D-dimer is a small protein fragment produced when a blood clot dissolves (fibrinolysis). When a clot forms anywhere in the body, the clotting protein fibrin is deposited; as the clot breaks down, D-dimer is released into the bloodstream. Elevated D-dimer indicates that significant clot formation and breakdown have occurred recently.

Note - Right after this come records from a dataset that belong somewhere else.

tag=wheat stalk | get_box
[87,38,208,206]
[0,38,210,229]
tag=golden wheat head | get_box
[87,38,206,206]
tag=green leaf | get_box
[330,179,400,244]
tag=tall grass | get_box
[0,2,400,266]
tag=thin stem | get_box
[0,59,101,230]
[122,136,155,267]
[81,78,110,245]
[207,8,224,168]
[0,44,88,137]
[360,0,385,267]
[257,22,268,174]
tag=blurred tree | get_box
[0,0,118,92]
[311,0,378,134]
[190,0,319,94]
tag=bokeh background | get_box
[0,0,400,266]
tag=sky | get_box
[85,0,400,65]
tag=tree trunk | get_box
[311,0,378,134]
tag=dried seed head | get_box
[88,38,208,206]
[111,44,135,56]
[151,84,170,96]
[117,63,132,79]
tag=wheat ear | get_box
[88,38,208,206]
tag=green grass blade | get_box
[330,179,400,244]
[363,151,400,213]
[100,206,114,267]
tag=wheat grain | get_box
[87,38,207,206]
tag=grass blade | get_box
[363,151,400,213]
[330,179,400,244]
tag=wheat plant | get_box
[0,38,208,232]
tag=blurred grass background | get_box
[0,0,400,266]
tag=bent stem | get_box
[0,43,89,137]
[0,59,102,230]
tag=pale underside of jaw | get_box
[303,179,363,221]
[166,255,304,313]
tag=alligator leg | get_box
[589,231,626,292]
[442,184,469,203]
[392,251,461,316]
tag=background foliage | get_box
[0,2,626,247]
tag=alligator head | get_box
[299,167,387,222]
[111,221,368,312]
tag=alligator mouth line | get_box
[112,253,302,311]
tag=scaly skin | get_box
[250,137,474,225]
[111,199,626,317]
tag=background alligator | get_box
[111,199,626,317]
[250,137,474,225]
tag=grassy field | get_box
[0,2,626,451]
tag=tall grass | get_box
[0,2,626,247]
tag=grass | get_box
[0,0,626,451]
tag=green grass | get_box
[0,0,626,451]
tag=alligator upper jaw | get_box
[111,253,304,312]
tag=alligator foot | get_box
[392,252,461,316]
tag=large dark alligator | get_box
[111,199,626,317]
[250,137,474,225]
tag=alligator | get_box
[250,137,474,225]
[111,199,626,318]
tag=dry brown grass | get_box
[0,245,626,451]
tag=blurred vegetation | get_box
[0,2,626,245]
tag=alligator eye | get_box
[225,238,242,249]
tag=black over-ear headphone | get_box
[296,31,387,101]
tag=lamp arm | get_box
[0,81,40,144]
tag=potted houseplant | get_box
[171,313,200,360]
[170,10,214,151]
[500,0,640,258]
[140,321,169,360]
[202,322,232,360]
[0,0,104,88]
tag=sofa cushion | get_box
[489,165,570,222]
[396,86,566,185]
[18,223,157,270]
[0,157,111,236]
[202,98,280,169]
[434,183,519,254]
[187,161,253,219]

D-dimer is most commonly used to rule out deep vein thrombosis (DVT) and pulmonary embolism (PE). A normal D-dimer in someone with low or intermediate clinical probability of DVT or PE effectively excludes the diagnosis. However, D-dimer is not specific — it can be elevated in many other conditions including pregnancy, infection, inflammation, cancer, trauma, and recent surgery — so a positive result requires further imaging to confirm clot.
FAQs
Does a high D-dimer mean I have a blood clot?
Not necessarily. Many conditions raise D-dimer including recent surgery, pregnancy, infection, cancer, and inflammation. A high D-dimer indicates that significant clot formation and breakdown has occurred, but imaging is required to confirm whether a DVT or PE is present.
Can a normal D-dimer rule out a blood clot?
In people with low or intermediate clinical probability of DVT or PE, a normal D-dimer effectively rules out these diagnoses without imaging. In high-probability patients, imaging should be performed regardless of the D-dimer result.
Why does D-dimer rise with age?
D-dimer rises with age due to increased vascular and inflammatory activity, and more frequent comorbidities. Age-adjusted D-dimer cutoffs (age x 10 mcg/L for people over 50) are used to avoid false-positive rates that would lead to unnecessary imaging in older adults.
What does persistently elevated D-dimer mean after treatment?
Persistently elevated D-dimer after completing anticoagulation treatment for DVT or PE may indicate residual clot, ongoing thrombotic risk, or occult malignancy. Further imaging and investigation may be warranted to guide decisions about long-term anticoagulation.